Nasonex Drug Uses
Nasonex is a nasal allergy spray for the treatment of seasonal and perennial allergy symptoms. Nasonex helps relieve itchy, runny noses, sneezing and congestion caused by dust mites, pet dander and tree and grass pollen. Nasonex Nasal Spray is a corticosteroid demonstrating anti-inflammatory properties. The Corticosteroids have been shown to have a wide range of effects on multiple cell types.
How Taken
Shake Nasonex well before each use. Prime the spray pump as instructed by your pharmacist. Use as directed generally two sprays in each nostril daily. Do not use this drug more often or longer than prescribed. Use Nasonex regularly during the prescribed treatment period for full benefit. If the drug is used for seasonal allergy, therapy is best started 2-4 weeks before the season. Improvement in symptoms occurs generally within 2 days and full benefit occurs after 1-2 weeks of use.

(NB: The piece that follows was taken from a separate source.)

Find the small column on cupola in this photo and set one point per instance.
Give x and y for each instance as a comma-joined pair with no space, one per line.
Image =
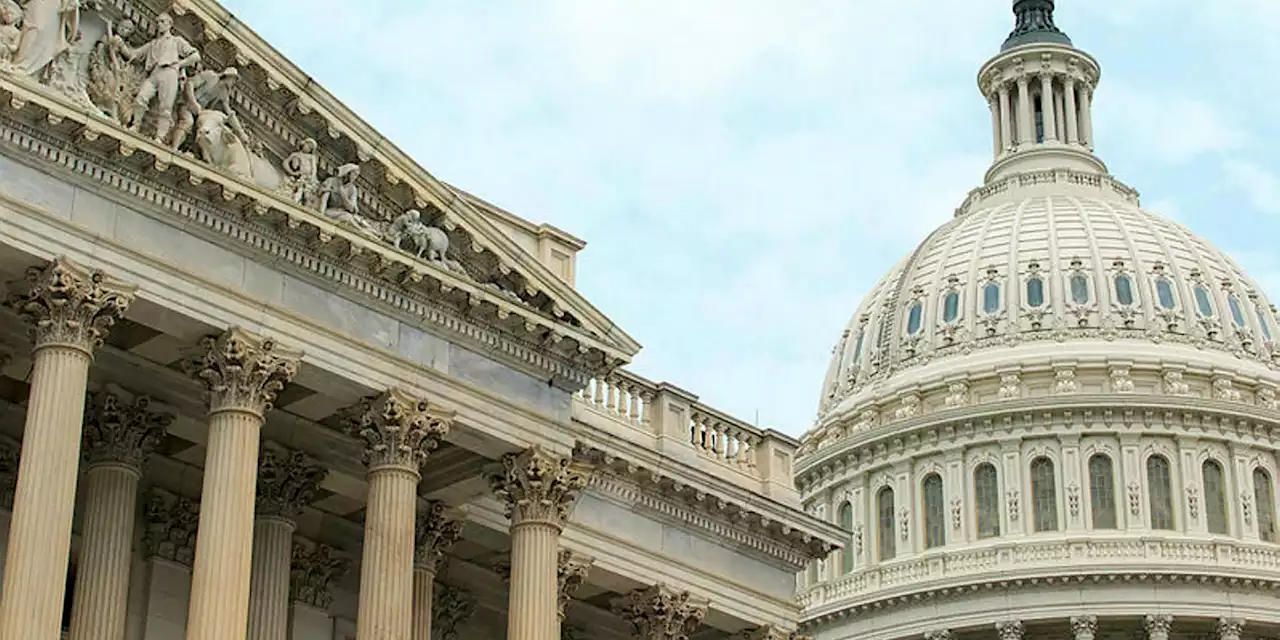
1040,91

Nasonex Warnings/Precautions
Before using Nasonex, tell your doctor and pharmacist if you have a viral, bacterial, or fungal infection of any kind. The absorption of this drug into your system can inhibit your body's ability to fight off infections. You may not be able to use Nasonex if you have an infection.
Before using Nasonex, tell your doctor if you have a nasal septum ulcer, recently had nasal surgery, or nasal damage.
You may not be able to use Nasonex, or you may require a dosage adjustment or special monitoring during your treatment.
Nasonex is in the FDA pregnancy category C. This means that it is not known whether Nasonex will harm an unborn baby. Do not use this medication without first talking to your doctor if you are pregnant.
It is unknown whether Nasonex passes into breast milk. Do not use Nasonex without first talking to your doctor if you are breast feeding a baby.
Nasonex is not approved for children use younger than 3 years of age.
Nasonex Missed Dose
If you miss a dose of Nasonex, use it as soon as you remember. If it is near the time of the next dose, skip the missed dose and resume your usual dosing schedule. Do not "double-up" the dose to catch up.
Nasonex Possible Side Effects
Headache or sore throat might occur. If these effects persist or worsen, notify your doctor promptly. Very unlikely but report promptly: vision changes, unusual nasal bleeding or irritation/pain, blood-tinged mucus/phlegm, unusual increase in thirst or urination, nausea, weakness, weight loss. In the unlikely event you have an allergic reaction to Nasonex, seek immediate medical attention. Symptoms of an allergic reaction include: rash, itching, swelling, dizziness, trouble breathing. If you notice other effects not listed above, contact your doctor or pharmacist.
Nasonex Storage
Store at 25°C (77°F); excursions permitted to 15-30°C (59-86°F). Protect from light. When Nasonex Nasal Spray, 50 mcg is removed from its cardboard container, prolonged exposure of the product to direct light should be avoided. Brief exposure to light, as with normal use, is acceptable.
Nasonex Overdose
An overdose of this medication is not likely to occur. If you do think that an overdose has occurred, call an emergency room or poison control left.
More Information
Avoid items or activities that you know are allergens for you if they make your symptoms worse. Clean areas where dust or pet fur may aggravate your condition.
Avoid exposing yourself to known sources of infection. Stay away from people with chicken pox, measles, or any other type of infectious disease. Your immune system may not be strong enough to fight off an infection while you are using Nasonex.
Disclaimer
This drug information is for your information purposes only, it is not intended that this information covers all uses, directions, drug interactions, precautions, or adverse effects of your medication. This is only general information, and should not be relied on for any purpose. It should not be construed as containing specific instructions for any particular patient. We disclaim all responsibility for the accuracy and reliability of this information, and/or any consequences arising from the use of this information, including damage or adverse consequences to persons or property, however such damages or consequences arise. No warranty, either expressed or implied, is made in regards to this information.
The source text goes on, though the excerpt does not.